Greece-Turkey Relations Take a Positive Turn: A New Chapter of Cooperation Unfolds

In a significant development, Greece and Turkey have agreed to mend historical differences and forge a path toward stronger ties. The agreement, reached during a landmark visit by Turkish President Tayyip Erdogan to Athens, outlines a roadmap aimed at fostering good neighborly relations, enhancing communication channels, implementing military confidence-building measures, boosting trade, and addressing longstanding issues in the Aegean Sea.

The atmosphere during the summit marked a departure from the usual verbal disputes of the past, evolving into a notably warm exchange. The leaders, Greek Prime Minister Kyriakos Mitsotakis and President Erdogan, expressed their commitment to turning the Aegean into a “sea of peace” through joint efforts.

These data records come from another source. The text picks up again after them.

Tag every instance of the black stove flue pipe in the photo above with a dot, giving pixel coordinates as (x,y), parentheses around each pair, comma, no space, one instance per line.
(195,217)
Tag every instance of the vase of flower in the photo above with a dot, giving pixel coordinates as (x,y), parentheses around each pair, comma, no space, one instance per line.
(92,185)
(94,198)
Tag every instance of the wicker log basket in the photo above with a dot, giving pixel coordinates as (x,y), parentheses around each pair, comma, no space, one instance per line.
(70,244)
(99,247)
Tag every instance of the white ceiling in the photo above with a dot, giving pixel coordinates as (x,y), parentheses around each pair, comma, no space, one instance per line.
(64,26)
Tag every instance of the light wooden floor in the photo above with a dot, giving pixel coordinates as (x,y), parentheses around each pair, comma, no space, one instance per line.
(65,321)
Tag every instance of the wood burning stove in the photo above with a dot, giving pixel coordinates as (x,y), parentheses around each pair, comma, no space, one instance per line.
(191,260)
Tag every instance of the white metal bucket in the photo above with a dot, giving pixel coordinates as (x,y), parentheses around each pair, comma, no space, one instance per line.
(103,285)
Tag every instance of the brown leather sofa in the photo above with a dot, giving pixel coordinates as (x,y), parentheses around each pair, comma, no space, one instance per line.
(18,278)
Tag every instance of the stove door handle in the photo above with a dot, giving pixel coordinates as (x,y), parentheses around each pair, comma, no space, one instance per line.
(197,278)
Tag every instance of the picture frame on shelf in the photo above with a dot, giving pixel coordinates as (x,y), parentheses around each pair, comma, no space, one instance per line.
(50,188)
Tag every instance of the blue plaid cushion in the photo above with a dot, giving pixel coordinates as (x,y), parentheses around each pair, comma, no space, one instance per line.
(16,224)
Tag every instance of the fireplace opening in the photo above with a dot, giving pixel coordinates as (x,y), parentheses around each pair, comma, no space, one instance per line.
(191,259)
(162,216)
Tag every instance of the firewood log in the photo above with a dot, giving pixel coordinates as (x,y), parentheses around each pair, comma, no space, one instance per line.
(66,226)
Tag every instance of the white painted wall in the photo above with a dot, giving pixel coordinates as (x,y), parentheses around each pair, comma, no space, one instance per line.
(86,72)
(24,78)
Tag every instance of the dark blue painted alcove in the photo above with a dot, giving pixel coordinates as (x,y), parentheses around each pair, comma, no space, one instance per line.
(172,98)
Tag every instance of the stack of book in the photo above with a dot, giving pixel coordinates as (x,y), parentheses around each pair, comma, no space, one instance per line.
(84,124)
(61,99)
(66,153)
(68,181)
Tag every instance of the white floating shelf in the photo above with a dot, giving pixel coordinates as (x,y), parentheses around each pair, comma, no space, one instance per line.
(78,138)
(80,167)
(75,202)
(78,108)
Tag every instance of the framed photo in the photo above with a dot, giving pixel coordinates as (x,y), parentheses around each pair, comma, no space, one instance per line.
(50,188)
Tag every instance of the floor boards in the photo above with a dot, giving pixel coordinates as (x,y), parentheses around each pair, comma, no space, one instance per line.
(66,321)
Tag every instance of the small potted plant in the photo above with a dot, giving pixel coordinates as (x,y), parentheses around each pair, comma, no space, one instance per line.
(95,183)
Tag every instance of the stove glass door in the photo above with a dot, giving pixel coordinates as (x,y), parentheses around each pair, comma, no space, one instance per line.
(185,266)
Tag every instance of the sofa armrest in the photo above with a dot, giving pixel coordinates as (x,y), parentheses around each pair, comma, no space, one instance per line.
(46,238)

The thaw in relations gained momentum following Greece’s prompt dispatch of aid to Turkey after a devastating earthquake in February. This summit, characterized by unprecedented warmth, contrasts starkly with the tensions of Erdogan’s last visit in 2017, where historical grievances took center stage.

The leaders aspire to double bilateral trade volume to $10 billion, emphasizing the potential benefits of annual high-level meetings. Mitsotakis highlighted the historical responsibility of utilizing the opportunity to bring the two nations closer, while both countries seek to demonstrate their willingness to repair relations.

Issues such as territorial boundaries, energy resources, flights over the Aegean Sea, and the situation in Cyprus have long fueled tensions between Greece and Turkey. However, the leaders are determined to show that reconciliation is possible.

With Turkey seeking EU membership and Greece aiming to regain stability, the nations are navigating a shifting geopolitical landscape marked by events such as the war in Ukraine and the Gaza conflict. Positive steps, such as the re-establishment of an automatic visa system for Turkish nationals visiting Greek islands, indicate progress.

The leaders expressed optimism about ongoing meetings, hinting at a potential agreement on the demarcation of continental shelves and related economic exploitation zones in the future. This development could pave the way for exploration of oil or gas, aligning with the significant natural gas finds in the eastern Mediterranean.

While the nations were on the brink of war in the 1990s and faced recent disputes over various issues, the so-called “earthquake diplomacy” has once again played a role in turning the tide toward cooperation. President Erdogan urged a focus on positives, emphasizing a forward-looking perspective for the benefit of both nations.